国の礎、発展への道筋、そして世界との向き合い方。
数時間に及んだ濃厚な会議は、こうして、確かな未来への設計図を描き上げ、その幕を閉じたのだった。
◇
「あなた一人で行かせるわけにはいかないよ!」
ルシアンの大胆な提案に、最初に反対したのは、やはりブレンナだった。
その言葉を待っていたかのように、エリアナがすっと立ち上がる。その瞳には、もはや昔のような不安の色はない。

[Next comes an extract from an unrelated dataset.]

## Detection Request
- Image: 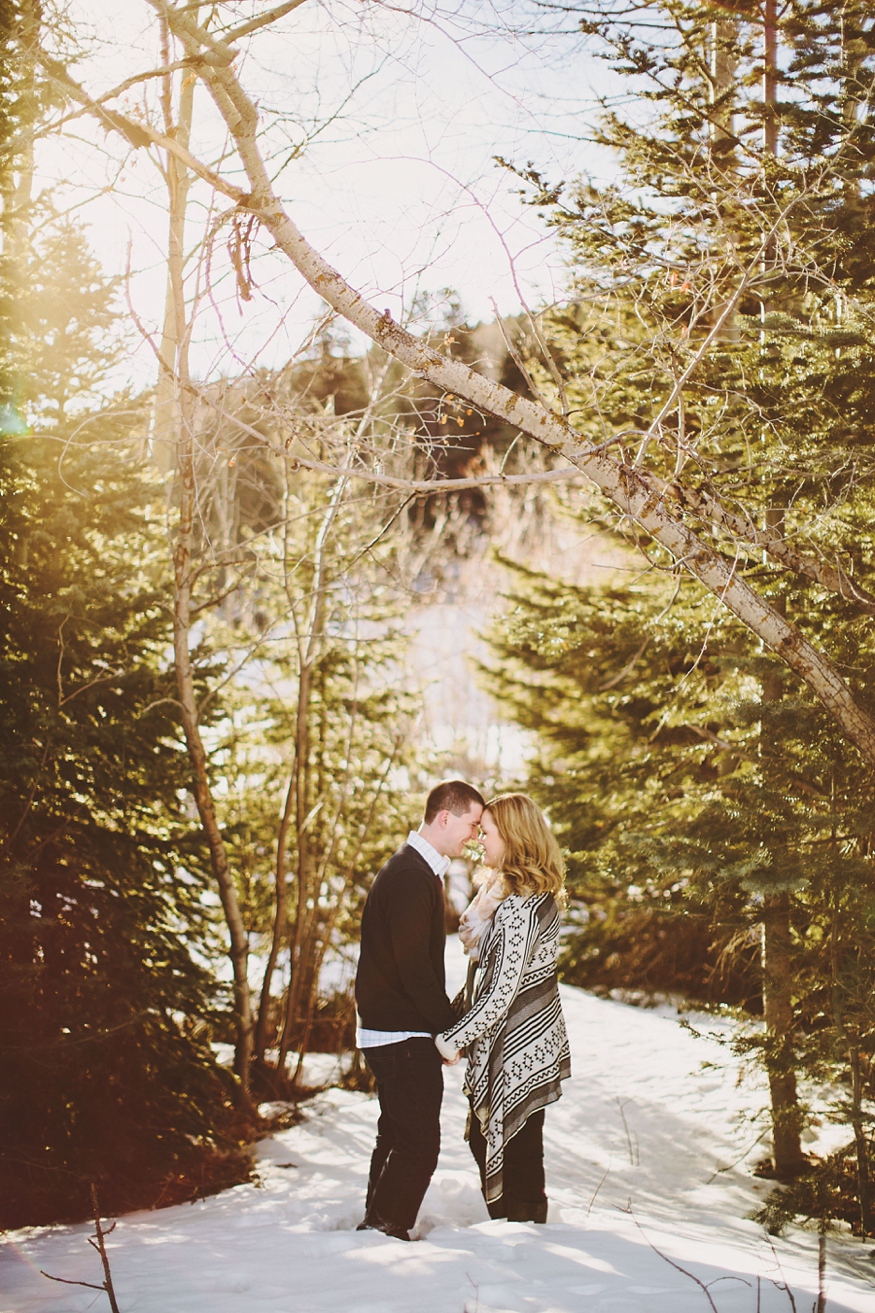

「私も行くわ。もう、ルシアンを一人にはしないって、決めたから。それに、今の私なら、足手まといにはならないはずよ」
彼女の手のひらの上で、純白の太陽の炎が、静かに、しかし力強く揺らめいた。
続いて、レンが静かに、しかし有無を言わさぬ口調で告げる。
「リベラポリスは、独自の魔道具技術が発展していると聞きます。ルナリアの魔術師として、その技術水準を把握しておくのは、今後の連邦にとっても有益なはずです。私も、同行させていただきます」
「ちょっと、レンさん! 私が先よ!」「いえ、より合理的な判断ができる私が適任です」
二人の間で、バチバチと、見えない火花が散る。
「二人とも。そのくらいに」
「エリアナは俺の行動を客観的に判断してくれるし、頼もしく信頼している人だから一緒に来てくれるのは嬉しいし、心強い。レンさんは冷静さとその場の分析力はいつも頼りにしているし、そして、やはり強い。一緒に来てくれると助かります」
エリアナとレンの表情が一瞬止まり、少しはにかんだように見えた。
と、その時、レンはスッとルシアンへと向き直った。
「ルシアン殿。一つ、よろしいでしょうか」
「なんだ?」
「私のことは、以後『レン』と。仲間であるあなたたちに、他人行儀な呼ばれ方をするのは好みません」
その、あまりにも真剣な眼差しに、ルシアンは少しだけ驚き、そして、静かに頷いた。
「…わかった、レン」
こうして、リベラポリスへ向かう使節団は、ルシアン、エリアナ、レンの三人(と一匹)に決定した。
それは、表向きはただの冒険者パーティー。
しかし、その実態は、アステリアの最強戦力が集結した、最強の外交団だった。
数日後、三人は、冒険者としての簡素な装備に身を包み、クロスロードの西門の前に立っていた。ここから先は、彼らがまだ見ぬ、全く新しい価値観が支配する国だ。
「リベラポリス…一体、どんな場所なのかしら」
エリアナが、期待と不安が入り混じった表情で、西の地平線を見つめる。
ルシアンは、エリアナとレンに聞こえる優しい声で言った。
「大丈夫だ。何があっても、俺が必ず守る。そして、俺は皆も信頼している」
「背中を任せるよ。エリアナ。レン」
その、まっすぐな言葉にエリアナは頬を赤らめ、幸せそうに、しかし力強く頷いた。
レンは、ふいっとそっぽを向き、小さく「…うん」と聞こえない声で答えた。
ルシアンは、そんな二人の様子に、穏やかな笑みを浮かべると、西の地平線の先を見据えた。